Que faut-il déduire de ces trois anecdotes ? Que les filles sont susceptibles, que les garçons sont indélicats et (surtout) qu’il est peut-être temps de baisser les armes et d’en rire tous ensemble. Camarade féministe : viens-t-en boire une mousse avec nous !

Frapper un enfant, les filles, c'est pas cool...

Frapper un pauvre enfant, les filles, c'est pas cool...

Il n’aura échappé à personne qu’à l’ouverture de Sacristains, nous n’étions qu’entre gros machos hommes. Mais le lecteur attentif que tu es aura aussi repéré quelques signes de notre ouverture ; je me rappelle pour ma part avoir répondu bêtement lors d’une interview à la grande question “Où sont les femmes ?” : “Comme Adam à la Création, on les attend et on les espère !” Certaines ont-elles osé croire que ce n’était qu’un vœu pieu ? (Non, les gars : je n’ai pas écrit “un vœu de pieu”… je ne suis pas grossier à ce point !)

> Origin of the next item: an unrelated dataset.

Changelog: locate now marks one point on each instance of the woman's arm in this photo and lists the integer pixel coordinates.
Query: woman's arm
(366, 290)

Ces derniers jours, il y a eu une tempête étonnante sur Sacristains. Étonnante, parce que JBB (qui est un boulet au moins aussi gros que ceux de mon introduction – je pense qu’on peut le dire !) s’y est amusé à écrire des trucs qui ont fait réagir ces dames ; parfois à tort, parfois à raison, toujours avec passion. Étonnante surtout parce que, moi, je m’étais pris un bon gros week-end pépère, et quand je suis rentré j’ai découvert le boxon qu’on nous avait mis (parfois à tort, parfois à raison, toujours avec passion) sur le site. Là, tu me diras : le message de Koz sur mon répondeur aurait pu me mettre la puce à l’oreille. Et tu auras raison. Bref. Alors, donc, c’était le bazar, et par un heureux hasard aujourd’hui deux chouettes nanas rejoignent l’équipe de bras cassés qu’on formait déjà. Même que c’est à moi qu’est revenu l’honneur d’annoncer, avec joie et une petite larme d’émotion qui perlait au coin des yeux (car oui, j’ai un cœur), l’arrivée, non pas d’une, mais de deux femmes dans l’équipe ! Elles sont de qualité, nous sommes ravis de les compter parmi nous. A ma droite il y a Zabou ; à ma gauche, Anne-Claire. Bienvenue à elles.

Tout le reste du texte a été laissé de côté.